In [2]:
import torch
print(torch.__version__)

1.12.1


# Introduction to Tensors
## Creating tensors

Pytorch tensor are created using `torch.Tensor()`

In [3]:
# scalar
scalar = torch.tensor(7)
scalar

tensor(7)

In [4]:
scalar.ndim

0

In [5]:
# Get tensor back as Python int
scalar.item()

7

In [6]:
# Vector
vector = torch.tensor([7,7])
vector

tensor([7, 7])

In [7]:
vector.ndim

1

In [8]:
vector.shape

torch.Size([2])

In [9]:
# MATRIX
MATRIX = torch.tensor([[7, 8], [9, 10]])
MATRIX

tensor([[ 7,  8],
        [ 9, 10]])

In [10]:
MATRIX.ndim 

2

In [11]:
MATRIX[0]

tensor([7, 8])

In [12]:
MATRIX.shape

torch.Size([2, 2])

In [13]:
# TENSOR

TENSOR = torch.tensor([[[1, 2, 3], 
                        [4, 5, 6], 
                        [7, 8, 9]]])

TENSOR

tensor([[[1, 2, 3],
         [4, 5, 6],
         [7, 8, 9]]])

In [14]:
TENSOR.ndim

3

In [15]:
TENSOR.shape

torch.Size([1, 3, 3])

In [16]:
TENSOR[0]

tensor([[1, 2, 3],
        [4, 5, 6],
        [7, 8, 9]])

In [17]:
EXPANDED_TENSOR = torch.Tensor([[[[1, 2], [3, 4], [5, 6]], 
                                [[7, 8], [9, 10], [11, 12]]],
                                [[[1, 2], [3, 4], [5, 6]], 
                                [[7, 8], [9, 10], [11, 12]]]])

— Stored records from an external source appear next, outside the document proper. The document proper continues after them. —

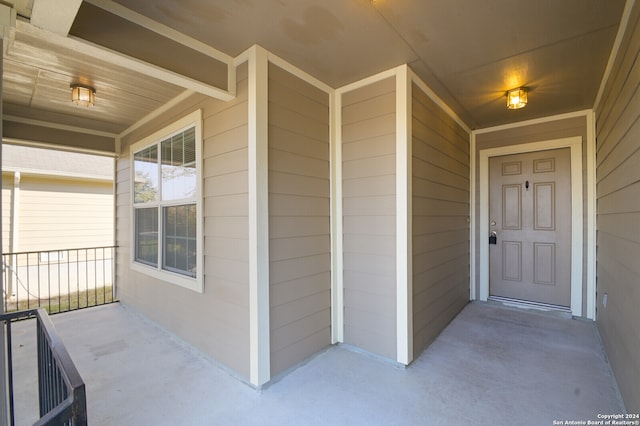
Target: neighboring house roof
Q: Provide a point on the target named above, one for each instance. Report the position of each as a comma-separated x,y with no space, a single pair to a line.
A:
39,161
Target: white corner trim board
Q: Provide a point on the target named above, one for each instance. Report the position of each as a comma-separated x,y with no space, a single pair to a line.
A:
259,325
404,255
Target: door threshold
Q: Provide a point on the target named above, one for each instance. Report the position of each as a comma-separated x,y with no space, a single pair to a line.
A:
527,304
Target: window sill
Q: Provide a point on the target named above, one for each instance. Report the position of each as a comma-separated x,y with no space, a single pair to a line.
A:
193,284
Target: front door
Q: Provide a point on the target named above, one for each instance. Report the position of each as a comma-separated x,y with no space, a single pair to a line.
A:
530,214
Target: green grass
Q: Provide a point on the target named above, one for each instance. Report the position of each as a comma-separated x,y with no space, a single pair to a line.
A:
64,303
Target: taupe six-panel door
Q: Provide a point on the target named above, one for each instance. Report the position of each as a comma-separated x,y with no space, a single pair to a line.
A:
530,213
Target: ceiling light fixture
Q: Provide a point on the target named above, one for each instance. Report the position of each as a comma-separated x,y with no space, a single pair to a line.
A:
83,95
517,98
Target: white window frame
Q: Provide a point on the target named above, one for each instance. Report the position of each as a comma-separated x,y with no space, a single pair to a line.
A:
192,283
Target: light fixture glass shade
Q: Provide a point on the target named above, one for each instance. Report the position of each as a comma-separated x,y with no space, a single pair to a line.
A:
83,95
517,98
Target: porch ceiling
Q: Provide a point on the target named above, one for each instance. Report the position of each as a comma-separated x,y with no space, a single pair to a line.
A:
468,52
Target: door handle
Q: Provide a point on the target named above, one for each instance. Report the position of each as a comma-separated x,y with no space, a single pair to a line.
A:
493,237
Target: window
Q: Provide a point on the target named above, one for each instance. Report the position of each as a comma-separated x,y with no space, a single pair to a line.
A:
167,218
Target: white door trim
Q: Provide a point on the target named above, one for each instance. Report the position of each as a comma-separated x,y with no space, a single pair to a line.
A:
575,144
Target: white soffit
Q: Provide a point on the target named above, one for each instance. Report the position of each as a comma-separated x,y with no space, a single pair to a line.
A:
55,15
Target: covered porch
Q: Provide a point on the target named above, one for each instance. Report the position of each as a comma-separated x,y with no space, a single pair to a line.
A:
492,365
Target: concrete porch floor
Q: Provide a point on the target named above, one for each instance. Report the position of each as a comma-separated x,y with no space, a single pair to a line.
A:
491,366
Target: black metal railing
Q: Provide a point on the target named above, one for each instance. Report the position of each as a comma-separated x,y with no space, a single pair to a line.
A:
61,390
59,280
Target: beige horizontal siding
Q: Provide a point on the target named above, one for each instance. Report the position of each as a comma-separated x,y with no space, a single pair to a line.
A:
618,215
216,321
440,239
64,213
299,224
369,206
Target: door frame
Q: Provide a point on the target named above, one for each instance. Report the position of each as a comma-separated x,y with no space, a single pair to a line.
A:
577,228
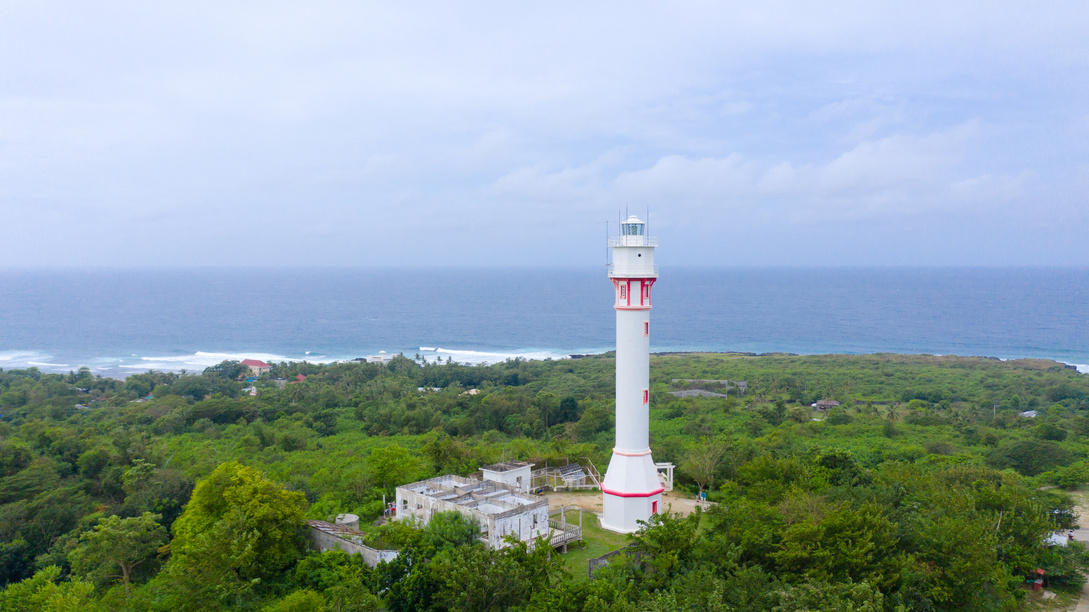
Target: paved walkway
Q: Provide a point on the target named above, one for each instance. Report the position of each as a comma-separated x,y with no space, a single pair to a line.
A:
1081,535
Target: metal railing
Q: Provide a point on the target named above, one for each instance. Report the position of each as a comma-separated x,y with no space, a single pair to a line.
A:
563,534
633,241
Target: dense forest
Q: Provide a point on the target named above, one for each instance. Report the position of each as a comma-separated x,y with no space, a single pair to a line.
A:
926,489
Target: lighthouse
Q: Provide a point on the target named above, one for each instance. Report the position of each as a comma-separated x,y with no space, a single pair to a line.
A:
631,489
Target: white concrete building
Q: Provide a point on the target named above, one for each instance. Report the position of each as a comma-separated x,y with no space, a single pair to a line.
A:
500,510
631,489
514,474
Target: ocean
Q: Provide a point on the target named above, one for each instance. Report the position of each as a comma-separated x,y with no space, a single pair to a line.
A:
119,322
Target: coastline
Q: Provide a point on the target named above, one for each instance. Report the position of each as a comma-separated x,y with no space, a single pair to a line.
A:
195,363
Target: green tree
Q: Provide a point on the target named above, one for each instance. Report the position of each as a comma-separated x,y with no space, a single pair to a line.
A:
45,592
392,465
701,462
118,545
239,529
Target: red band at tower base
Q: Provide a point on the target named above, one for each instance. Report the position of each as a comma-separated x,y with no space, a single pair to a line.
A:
621,494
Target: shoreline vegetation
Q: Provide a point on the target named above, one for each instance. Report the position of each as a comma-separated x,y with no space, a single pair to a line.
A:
865,482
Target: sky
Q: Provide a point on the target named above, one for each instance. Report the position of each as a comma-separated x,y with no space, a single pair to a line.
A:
167,134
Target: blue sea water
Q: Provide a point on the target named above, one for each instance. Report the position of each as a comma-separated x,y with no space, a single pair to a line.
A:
123,321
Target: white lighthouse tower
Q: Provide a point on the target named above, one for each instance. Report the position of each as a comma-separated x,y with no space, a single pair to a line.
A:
631,488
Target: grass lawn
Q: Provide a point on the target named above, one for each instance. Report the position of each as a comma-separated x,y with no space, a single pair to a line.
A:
596,541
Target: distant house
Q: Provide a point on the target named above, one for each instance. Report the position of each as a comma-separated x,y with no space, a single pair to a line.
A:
256,368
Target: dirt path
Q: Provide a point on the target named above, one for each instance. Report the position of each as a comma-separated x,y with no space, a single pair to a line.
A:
590,501
1081,534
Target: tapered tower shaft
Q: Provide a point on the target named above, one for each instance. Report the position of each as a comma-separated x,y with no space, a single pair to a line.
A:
631,489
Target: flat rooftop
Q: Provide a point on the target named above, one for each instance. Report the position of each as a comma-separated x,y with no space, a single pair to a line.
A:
505,466
485,497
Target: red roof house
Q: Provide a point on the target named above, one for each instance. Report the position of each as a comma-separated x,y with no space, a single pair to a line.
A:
257,368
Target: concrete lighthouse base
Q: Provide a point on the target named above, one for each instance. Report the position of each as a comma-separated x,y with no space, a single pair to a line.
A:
631,491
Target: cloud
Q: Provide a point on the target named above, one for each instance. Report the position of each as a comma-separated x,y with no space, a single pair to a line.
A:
340,130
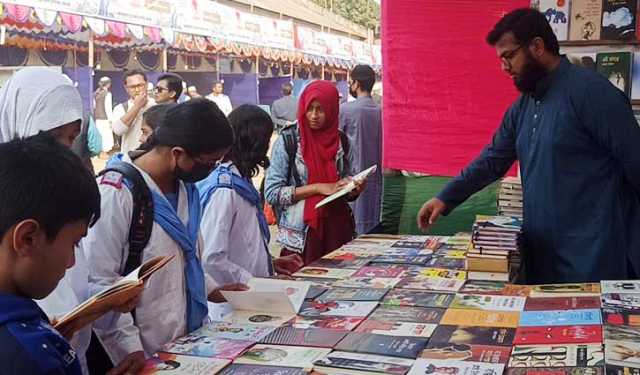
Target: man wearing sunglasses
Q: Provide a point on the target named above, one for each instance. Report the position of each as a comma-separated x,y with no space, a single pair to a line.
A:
128,115
578,146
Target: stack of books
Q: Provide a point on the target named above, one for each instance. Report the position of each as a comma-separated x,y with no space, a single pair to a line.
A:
494,249
510,197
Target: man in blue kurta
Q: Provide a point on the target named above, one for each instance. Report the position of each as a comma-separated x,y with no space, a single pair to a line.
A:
578,145
361,121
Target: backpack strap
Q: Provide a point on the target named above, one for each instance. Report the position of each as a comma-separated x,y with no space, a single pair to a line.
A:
142,217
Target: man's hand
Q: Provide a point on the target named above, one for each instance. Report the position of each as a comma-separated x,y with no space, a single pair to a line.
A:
217,297
430,212
131,364
288,264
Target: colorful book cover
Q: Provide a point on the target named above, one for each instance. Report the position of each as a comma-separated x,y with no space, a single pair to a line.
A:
586,20
364,362
337,308
340,323
436,366
560,318
404,347
400,297
353,294
616,67
438,285
408,314
183,365
320,338
381,272
237,369
562,303
558,335
490,303
619,19
492,336
390,328
204,346
565,290
481,318
467,352
561,355
280,355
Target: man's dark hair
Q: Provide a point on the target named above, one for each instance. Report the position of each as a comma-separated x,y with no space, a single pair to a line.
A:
253,128
526,24
43,180
287,89
198,126
131,73
365,76
174,83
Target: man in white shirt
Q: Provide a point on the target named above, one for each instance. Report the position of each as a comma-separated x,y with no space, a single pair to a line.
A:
127,116
223,101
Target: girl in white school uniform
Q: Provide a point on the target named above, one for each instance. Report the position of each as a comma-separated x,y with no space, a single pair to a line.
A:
193,137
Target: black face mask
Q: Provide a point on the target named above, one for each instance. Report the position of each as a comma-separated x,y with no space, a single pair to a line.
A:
198,172
532,73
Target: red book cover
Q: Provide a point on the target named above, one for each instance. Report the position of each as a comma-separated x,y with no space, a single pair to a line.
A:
562,303
558,335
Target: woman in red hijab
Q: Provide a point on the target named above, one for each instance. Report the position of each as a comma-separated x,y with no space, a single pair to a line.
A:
310,161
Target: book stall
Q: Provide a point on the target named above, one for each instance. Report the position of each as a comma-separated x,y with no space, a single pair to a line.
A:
413,305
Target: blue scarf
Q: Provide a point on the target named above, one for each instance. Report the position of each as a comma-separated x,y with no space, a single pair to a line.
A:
223,177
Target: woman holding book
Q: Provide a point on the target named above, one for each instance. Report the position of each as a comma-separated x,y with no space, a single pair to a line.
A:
309,161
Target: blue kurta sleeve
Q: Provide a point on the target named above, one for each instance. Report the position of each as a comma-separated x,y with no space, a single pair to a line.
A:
494,161
608,117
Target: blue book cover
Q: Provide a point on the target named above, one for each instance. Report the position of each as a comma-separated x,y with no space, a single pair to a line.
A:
560,318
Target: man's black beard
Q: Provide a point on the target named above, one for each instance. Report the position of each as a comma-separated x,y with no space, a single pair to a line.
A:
532,73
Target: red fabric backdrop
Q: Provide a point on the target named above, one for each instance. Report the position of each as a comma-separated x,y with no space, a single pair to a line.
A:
444,92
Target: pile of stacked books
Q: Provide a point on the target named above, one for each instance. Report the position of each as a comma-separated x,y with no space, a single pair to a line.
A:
494,250
510,197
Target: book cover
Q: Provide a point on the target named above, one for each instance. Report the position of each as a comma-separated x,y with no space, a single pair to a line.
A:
481,318
558,335
337,308
562,303
390,328
435,366
491,303
183,365
408,314
404,347
319,337
616,67
341,323
619,19
586,20
560,318
381,272
353,294
400,297
364,362
565,290
468,352
281,355
433,284
559,355
204,346
237,369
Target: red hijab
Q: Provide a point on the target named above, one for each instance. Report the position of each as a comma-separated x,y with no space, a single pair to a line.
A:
319,146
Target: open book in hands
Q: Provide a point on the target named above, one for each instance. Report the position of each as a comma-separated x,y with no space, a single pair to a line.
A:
360,177
124,290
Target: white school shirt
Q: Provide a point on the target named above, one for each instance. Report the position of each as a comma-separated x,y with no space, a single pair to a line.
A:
234,248
161,314
130,134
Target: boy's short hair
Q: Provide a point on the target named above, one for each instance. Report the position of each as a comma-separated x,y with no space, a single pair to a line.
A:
43,180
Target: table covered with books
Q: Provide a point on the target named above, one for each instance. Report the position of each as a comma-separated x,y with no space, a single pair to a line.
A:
408,305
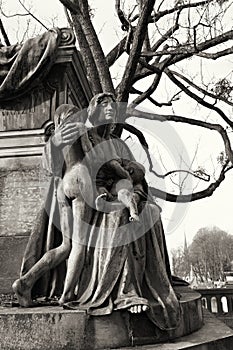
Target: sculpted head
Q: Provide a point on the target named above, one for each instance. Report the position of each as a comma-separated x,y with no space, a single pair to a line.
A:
102,109
68,113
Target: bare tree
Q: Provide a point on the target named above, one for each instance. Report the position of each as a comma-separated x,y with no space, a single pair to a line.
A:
161,41
211,253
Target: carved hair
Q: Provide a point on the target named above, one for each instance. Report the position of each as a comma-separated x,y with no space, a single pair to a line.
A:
92,109
65,111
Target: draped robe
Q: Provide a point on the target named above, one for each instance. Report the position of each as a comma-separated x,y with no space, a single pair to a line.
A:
125,264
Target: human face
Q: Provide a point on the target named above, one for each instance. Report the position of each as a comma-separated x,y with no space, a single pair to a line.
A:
106,111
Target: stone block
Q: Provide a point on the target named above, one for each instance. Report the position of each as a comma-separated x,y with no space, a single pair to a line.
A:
54,328
11,254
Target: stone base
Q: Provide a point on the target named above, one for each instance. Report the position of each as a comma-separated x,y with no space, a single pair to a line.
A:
214,335
52,328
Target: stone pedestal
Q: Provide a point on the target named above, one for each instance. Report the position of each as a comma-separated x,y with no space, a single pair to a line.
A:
24,129
51,328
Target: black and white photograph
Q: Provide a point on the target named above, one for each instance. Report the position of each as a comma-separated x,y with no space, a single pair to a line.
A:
116,169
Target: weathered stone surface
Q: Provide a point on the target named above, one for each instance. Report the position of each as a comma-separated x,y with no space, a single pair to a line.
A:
21,196
54,328
11,254
214,335
24,123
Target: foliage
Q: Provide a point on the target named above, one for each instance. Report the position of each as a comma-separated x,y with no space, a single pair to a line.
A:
209,255
164,50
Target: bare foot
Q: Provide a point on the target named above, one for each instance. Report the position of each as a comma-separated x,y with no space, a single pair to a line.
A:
66,298
23,293
137,309
134,217
100,201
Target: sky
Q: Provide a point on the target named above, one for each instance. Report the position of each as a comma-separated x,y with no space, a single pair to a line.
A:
178,219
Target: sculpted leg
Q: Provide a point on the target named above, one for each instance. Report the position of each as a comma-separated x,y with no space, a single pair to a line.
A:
22,287
81,216
137,309
129,200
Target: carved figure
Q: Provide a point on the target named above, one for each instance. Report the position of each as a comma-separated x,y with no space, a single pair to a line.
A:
119,264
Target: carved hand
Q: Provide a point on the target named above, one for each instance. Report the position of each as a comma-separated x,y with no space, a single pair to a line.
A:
67,134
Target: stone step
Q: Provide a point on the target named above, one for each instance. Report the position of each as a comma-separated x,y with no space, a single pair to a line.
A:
52,327
214,335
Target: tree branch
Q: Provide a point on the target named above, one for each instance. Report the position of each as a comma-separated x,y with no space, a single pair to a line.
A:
81,10
203,91
138,40
4,34
162,118
185,198
89,62
116,52
170,74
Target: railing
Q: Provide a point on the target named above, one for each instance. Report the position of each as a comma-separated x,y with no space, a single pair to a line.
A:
217,300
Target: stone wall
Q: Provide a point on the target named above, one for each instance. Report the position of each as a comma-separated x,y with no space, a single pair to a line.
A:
24,124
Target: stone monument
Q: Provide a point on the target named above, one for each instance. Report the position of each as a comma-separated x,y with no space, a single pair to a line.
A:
25,122
96,252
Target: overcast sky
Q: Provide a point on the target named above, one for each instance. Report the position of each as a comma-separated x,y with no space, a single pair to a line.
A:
186,218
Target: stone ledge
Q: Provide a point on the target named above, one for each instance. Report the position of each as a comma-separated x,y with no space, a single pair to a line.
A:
214,335
52,328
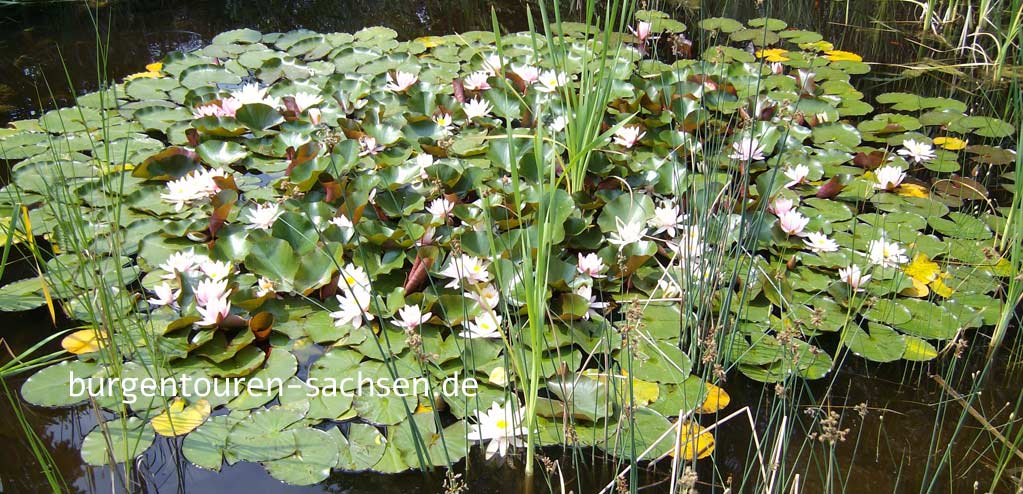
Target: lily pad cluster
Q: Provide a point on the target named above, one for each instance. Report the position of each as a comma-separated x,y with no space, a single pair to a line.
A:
302,206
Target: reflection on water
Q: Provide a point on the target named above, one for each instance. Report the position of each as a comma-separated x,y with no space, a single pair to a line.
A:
885,451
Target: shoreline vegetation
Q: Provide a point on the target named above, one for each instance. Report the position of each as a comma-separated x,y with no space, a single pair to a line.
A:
597,222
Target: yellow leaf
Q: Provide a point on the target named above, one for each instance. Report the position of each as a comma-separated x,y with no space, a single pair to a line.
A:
919,289
923,269
694,442
817,46
950,143
912,190
773,54
840,55
939,286
82,342
716,399
179,419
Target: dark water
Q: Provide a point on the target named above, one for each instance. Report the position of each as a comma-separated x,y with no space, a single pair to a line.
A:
886,451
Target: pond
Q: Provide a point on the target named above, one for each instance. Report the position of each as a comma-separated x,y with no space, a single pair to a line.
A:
895,416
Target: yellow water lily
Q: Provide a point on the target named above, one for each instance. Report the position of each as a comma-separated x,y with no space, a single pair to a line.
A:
841,55
817,46
773,54
950,143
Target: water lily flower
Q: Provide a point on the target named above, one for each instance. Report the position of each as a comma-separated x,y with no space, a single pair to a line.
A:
353,309
354,278
342,222
208,289
223,107
214,311
252,93
626,234
853,276
409,317
747,148
304,100
470,269
796,175
487,296
666,219
216,270
179,262
529,74
781,205
792,222
549,81
485,325
477,107
367,146
264,286
641,31
627,136
888,177
165,296
477,81
918,151
586,292
818,242
590,265
445,122
440,208
400,82
263,216
501,425
886,254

print("Ndims:", EXPANDED_TENSOR.ndim)
print("Shape:", EXPANDED_TENSOR.shape)

Ndims: 4
Shape: torch.Size([2, 2, 3, 2])


### Random tensors

Why random tensors?

Random tensors are important, because the way many neural networks learn is that they start with tensors full of random numbers and then adjust those ranodm numbers to better represent the data.

The process is:
`Start with random numbers -> look at data -> update random numbers -> update those numbers`

In [18]:
### Create random tensors of size (3, 4)
random_tensor = torch.rand(3, 4)
random_tensor

tensor([[0.5850, 0.5363, 0.3874, 0.0532],
        [0.0094, 0.3720, 0.5263, 0.7833],
        [0.8171, 0.5652, 0.4068, 0.8262]])

In [19]:
# Create random tensor with similar shape to an image tensor
random_image_size_tensor = torch.rand(size=(3, 224, 224)) # height, width, colour channels
random_image_size_tensor.shape, random_image_size_tensor.ndim 

(torch.Size([3, 224, 224]), 3)

### Zeros and ones

In [20]:
# Create a tensor of all zeros
zero = torch.zeros(size=(3, 4))
zero

tensor([[0., 0., 0., 0.],
        [0., 0., 0., 0.],
        [0., 0., 0., 0.]])

In [21]:
# Create a tensor of all ones
ones = torch.ones(size=(3, 4))
ones

tensor([[1., 1., 1., 1.],
        [1., 1., 1., 1.],
        [1., 1., 1., 1.]])

In [22]:
ones.dtype

torch.float32

### Creating a range of tensors and tensors-like

In [23]:
# Use torch.arange() since range() is deprecated
one_to_ten = torch.arange(start=1, end=1000, step=77)
one_to_ten

tensor([  1,  78, 155, 232, 309, 386, 463, 540, 617, 694, 771, 848, 925])

In [24]:
# Creating tensors like
ten_zeros = torch.zeros_like(input=one_to_ten)
ten_zeros

tensor([0, 0, 0, 0, 0, 0, 0, 0, 0, 0, 0, 0, 0])

### Tensor datatypes

**Note**: A tensor operation might fail beacause of of these datatypes errors:
1. Tensors not the right datatype
2. Tensors not the right shape
3. Tensors not on the right device

A more precise datatype takes more memory and is slower in computing time.

In [25]:
# Float 32 tensor: even if the datatype is specified as None, the default type will always be float

float_32_tensor = torch.tensor([3.0, 6.0, 9.0],
                               dtype=None, # what datatype is the tensor 
                               device=None, # What device is your tensor on
                               requires_grad=False) # whether or not track gradients with tensors operations
float_32_tensor

tensor([3., 6., 9.])

In [26]:
float_16_tensor = float_32_tensor.type(dtype=torch.float16)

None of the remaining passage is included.